The lyrics to MacArthur Park feel like nonsense, but they’re beautiful when Donna Summer sings them. Her version, produced by Giorgio Moroder in 1978, is a cover of the original song written by Jimmy Webb in 1968. The lyrics of the chorus are famously annoying: “Someone left the cake out in the rain / I don't think that I can take it / 'Cause it took so long to bake it / And I'll never have that recipe again.” In interviews Webb said the cake was about the end of a love affair. Webb and his girlfriend used to meet for lunch in MacArthur Park, which is in Westlake, Los Angeles. His girlfriend ended up leaving him and marrying another man in the same park. I’ve never been to LA but I might go this summer because a friend in San Diego is getting married.
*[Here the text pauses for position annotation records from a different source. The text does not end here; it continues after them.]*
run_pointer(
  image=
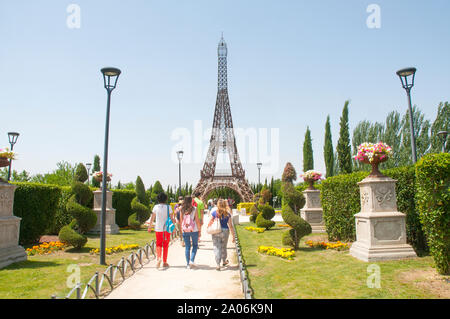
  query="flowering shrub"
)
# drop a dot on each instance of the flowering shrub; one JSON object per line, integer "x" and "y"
{"x": 255, "y": 229}
{"x": 115, "y": 249}
{"x": 286, "y": 253}
{"x": 368, "y": 152}
{"x": 311, "y": 175}
{"x": 99, "y": 176}
{"x": 46, "y": 248}
{"x": 325, "y": 245}
{"x": 5, "y": 152}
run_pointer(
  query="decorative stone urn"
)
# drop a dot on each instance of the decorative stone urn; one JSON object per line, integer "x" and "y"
{"x": 110, "y": 225}
{"x": 10, "y": 251}
{"x": 312, "y": 211}
{"x": 380, "y": 228}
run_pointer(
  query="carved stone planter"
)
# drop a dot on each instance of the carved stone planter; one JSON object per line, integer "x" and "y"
{"x": 312, "y": 211}
{"x": 380, "y": 228}
{"x": 10, "y": 251}
{"x": 110, "y": 225}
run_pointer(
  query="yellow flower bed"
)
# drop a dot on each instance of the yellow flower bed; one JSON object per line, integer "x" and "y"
{"x": 325, "y": 245}
{"x": 46, "y": 248}
{"x": 255, "y": 229}
{"x": 286, "y": 253}
{"x": 115, "y": 249}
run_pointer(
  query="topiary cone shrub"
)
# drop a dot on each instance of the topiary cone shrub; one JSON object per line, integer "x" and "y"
{"x": 139, "y": 206}
{"x": 263, "y": 219}
{"x": 84, "y": 217}
{"x": 293, "y": 201}
{"x": 300, "y": 227}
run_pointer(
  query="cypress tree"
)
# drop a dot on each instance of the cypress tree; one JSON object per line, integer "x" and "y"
{"x": 308, "y": 160}
{"x": 96, "y": 168}
{"x": 328, "y": 149}
{"x": 343, "y": 149}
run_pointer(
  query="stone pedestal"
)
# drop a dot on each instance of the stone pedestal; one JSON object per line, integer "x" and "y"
{"x": 380, "y": 228}
{"x": 312, "y": 211}
{"x": 110, "y": 224}
{"x": 10, "y": 251}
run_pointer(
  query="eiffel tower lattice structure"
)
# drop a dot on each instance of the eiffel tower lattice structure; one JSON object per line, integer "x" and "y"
{"x": 223, "y": 140}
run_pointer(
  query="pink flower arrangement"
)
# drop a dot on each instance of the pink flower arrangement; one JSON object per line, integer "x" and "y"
{"x": 6, "y": 153}
{"x": 368, "y": 152}
{"x": 99, "y": 176}
{"x": 311, "y": 175}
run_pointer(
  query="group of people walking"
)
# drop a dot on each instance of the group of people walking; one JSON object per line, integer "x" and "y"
{"x": 188, "y": 217}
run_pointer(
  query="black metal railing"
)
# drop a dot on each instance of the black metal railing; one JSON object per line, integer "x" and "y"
{"x": 246, "y": 289}
{"x": 136, "y": 260}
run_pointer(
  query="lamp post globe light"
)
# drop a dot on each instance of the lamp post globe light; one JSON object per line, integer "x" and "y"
{"x": 180, "y": 157}
{"x": 407, "y": 76}
{"x": 12, "y": 136}
{"x": 443, "y": 135}
{"x": 110, "y": 77}
{"x": 88, "y": 166}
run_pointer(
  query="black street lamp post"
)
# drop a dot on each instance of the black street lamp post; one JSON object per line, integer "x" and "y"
{"x": 88, "y": 166}
{"x": 180, "y": 157}
{"x": 12, "y": 136}
{"x": 443, "y": 135}
{"x": 404, "y": 75}
{"x": 259, "y": 165}
{"x": 110, "y": 77}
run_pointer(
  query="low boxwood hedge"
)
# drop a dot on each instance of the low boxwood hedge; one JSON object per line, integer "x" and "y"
{"x": 433, "y": 203}
{"x": 36, "y": 204}
{"x": 341, "y": 201}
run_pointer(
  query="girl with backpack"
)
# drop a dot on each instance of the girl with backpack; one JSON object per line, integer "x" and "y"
{"x": 220, "y": 240}
{"x": 191, "y": 230}
{"x": 161, "y": 212}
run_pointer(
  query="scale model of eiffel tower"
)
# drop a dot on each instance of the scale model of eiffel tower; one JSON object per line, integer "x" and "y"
{"x": 223, "y": 140}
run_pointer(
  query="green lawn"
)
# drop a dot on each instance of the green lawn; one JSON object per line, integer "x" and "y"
{"x": 45, "y": 275}
{"x": 317, "y": 273}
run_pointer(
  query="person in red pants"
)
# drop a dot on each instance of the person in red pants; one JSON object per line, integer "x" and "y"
{"x": 161, "y": 212}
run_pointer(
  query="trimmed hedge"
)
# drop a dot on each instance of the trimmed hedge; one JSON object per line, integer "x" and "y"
{"x": 246, "y": 205}
{"x": 405, "y": 189}
{"x": 42, "y": 208}
{"x": 36, "y": 204}
{"x": 121, "y": 202}
{"x": 433, "y": 203}
{"x": 341, "y": 201}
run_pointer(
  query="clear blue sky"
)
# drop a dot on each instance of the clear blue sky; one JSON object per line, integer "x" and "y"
{"x": 290, "y": 64}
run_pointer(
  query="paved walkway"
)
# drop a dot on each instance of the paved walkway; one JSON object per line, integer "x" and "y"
{"x": 177, "y": 282}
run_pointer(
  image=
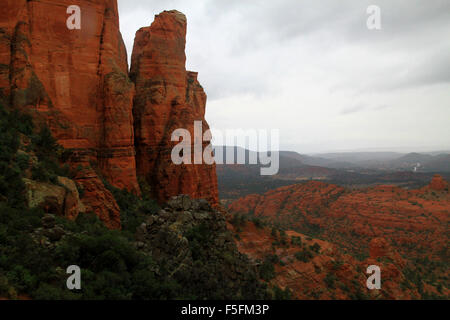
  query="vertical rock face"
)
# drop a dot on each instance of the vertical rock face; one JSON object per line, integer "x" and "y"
{"x": 75, "y": 81}
{"x": 167, "y": 98}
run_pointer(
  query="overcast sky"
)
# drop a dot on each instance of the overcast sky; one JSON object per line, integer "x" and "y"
{"x": 313, "y": 69}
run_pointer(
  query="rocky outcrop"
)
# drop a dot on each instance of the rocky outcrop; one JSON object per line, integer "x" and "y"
{"x": 438, "y": 183}
{"x": 76, "y": 82}
{"x": 326, "y": 273}
{"x": 168, "y": 98}
{"x": 401, "y": 229}
{"x": 62, "y": 199}
{"x": 191, "y": 242}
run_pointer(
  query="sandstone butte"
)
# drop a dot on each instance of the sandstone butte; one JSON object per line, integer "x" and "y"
{"x": 77, "y": 83}
{"x": 329, "y": 273}
{"x": 408, "y": 228}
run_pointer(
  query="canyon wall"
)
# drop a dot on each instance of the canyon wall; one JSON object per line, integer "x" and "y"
{"x": 76, "y": 82}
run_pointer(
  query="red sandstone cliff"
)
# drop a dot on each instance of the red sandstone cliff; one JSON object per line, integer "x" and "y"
{"x": 167, "y": 98}
{"x": 76, "y": 82}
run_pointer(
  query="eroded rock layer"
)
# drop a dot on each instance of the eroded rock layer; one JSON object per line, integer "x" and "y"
{"x": 76, "y": 82}
{"x": 168, "y": 98}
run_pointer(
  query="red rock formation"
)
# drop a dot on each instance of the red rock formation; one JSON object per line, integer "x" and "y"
{"x": 76, "y": 82}
{"x": 167, "y": 98}
{"x": 387, "y": 220}
{"x": 328, "y": 274}
{"x": 438, "y": 183}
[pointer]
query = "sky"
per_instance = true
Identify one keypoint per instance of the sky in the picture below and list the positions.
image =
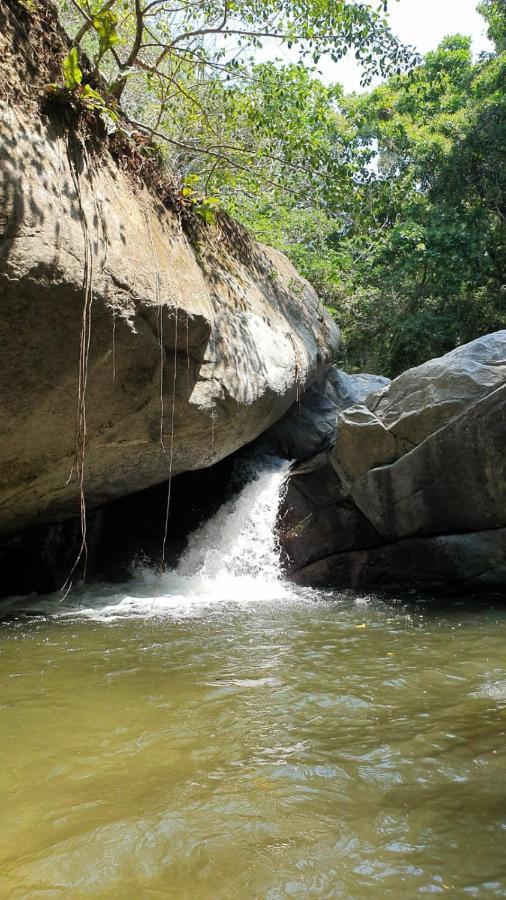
(422, 23)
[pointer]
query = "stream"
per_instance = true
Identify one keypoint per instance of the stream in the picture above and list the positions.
(214, 732)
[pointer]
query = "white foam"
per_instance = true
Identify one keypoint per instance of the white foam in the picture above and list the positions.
(231, 559)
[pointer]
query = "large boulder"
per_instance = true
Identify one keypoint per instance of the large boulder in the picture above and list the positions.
(414, 488)
(174, 347)
(309, 426)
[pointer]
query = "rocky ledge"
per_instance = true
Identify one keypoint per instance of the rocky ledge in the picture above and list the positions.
(413, 491)
(132, 350)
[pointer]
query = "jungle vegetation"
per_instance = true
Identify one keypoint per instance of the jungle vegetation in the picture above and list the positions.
(391, 201)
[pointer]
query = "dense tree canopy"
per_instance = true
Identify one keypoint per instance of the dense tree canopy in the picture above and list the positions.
(391, 202)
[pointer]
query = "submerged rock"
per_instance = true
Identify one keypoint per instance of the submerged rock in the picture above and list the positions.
(190, 348)
(414, 488)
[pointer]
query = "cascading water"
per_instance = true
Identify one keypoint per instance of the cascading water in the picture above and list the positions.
(233, 557)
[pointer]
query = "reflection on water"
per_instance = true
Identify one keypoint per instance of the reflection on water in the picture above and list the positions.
(304, 746)
(215, 733)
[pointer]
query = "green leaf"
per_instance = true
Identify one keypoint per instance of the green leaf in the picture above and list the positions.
(71, 71)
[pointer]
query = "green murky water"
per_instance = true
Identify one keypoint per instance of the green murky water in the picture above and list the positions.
(304, 747)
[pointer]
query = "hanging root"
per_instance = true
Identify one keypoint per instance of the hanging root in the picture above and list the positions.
(171, 453)
(84, 351)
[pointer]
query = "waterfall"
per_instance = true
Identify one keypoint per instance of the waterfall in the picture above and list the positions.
(239, 541)
(231, 558)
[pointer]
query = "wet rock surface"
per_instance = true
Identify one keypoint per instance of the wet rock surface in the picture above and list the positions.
(193, 344)
(309, 426)
(414, 489)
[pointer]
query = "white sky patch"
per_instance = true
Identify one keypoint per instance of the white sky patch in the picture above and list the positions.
(422, 23)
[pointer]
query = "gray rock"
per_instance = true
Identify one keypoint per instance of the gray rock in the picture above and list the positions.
(424, 464)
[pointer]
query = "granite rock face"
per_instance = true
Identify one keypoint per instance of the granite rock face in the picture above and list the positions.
(194, 345)
(309, 426)
(413, 491)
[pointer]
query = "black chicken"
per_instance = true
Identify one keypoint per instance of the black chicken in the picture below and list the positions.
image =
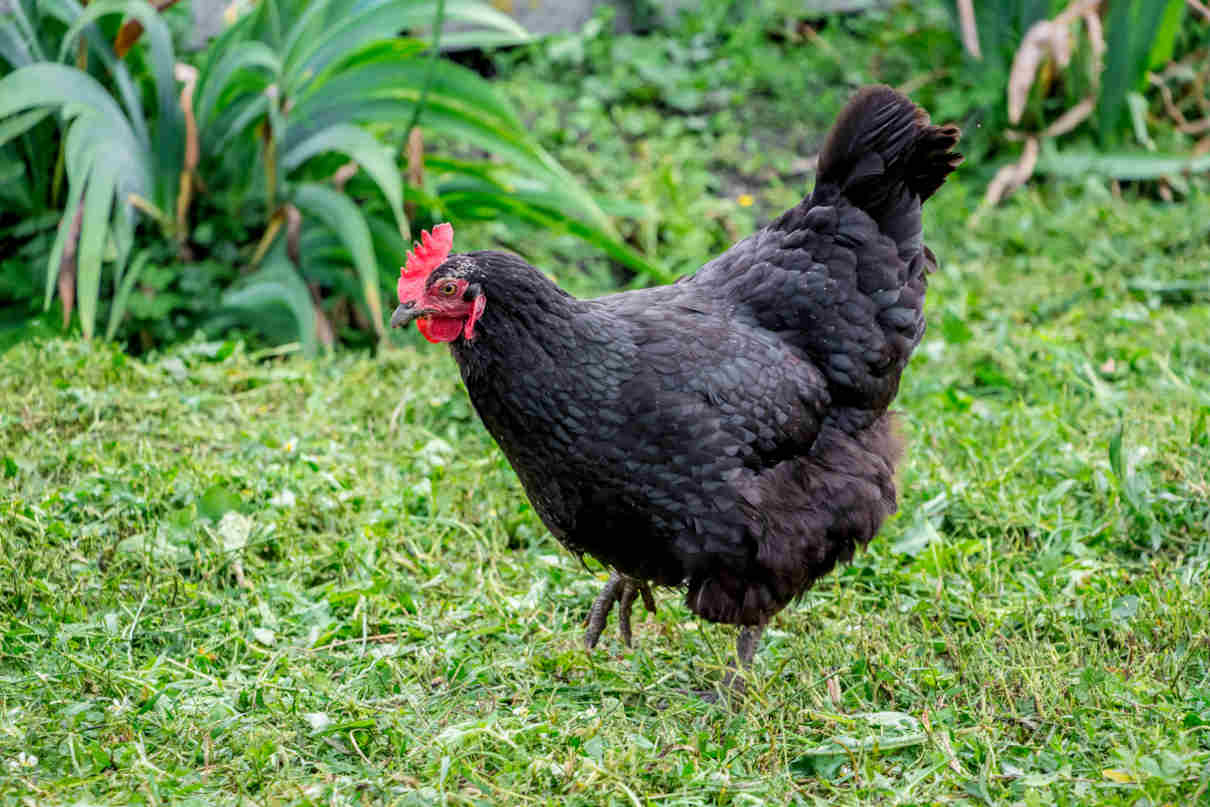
(729, 433)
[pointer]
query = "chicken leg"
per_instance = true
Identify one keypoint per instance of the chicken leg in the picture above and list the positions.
(623, 591)
(745, 650)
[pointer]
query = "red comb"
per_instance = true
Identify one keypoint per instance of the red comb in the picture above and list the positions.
(425, 258)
When Webb sings MacArthur Park, the song is full of self-pity. When Summer sings it the song is pure triumph. Listen to her voice, it’s perfect. She nailed the track on the first take, and that’s the take we hear on the recording. All the moments in the song, even the sad ones, revel in the full force of an ending. It’s the feeling after the cusp. Listen to how happy she sounds when it’s over. She sounds so relieved.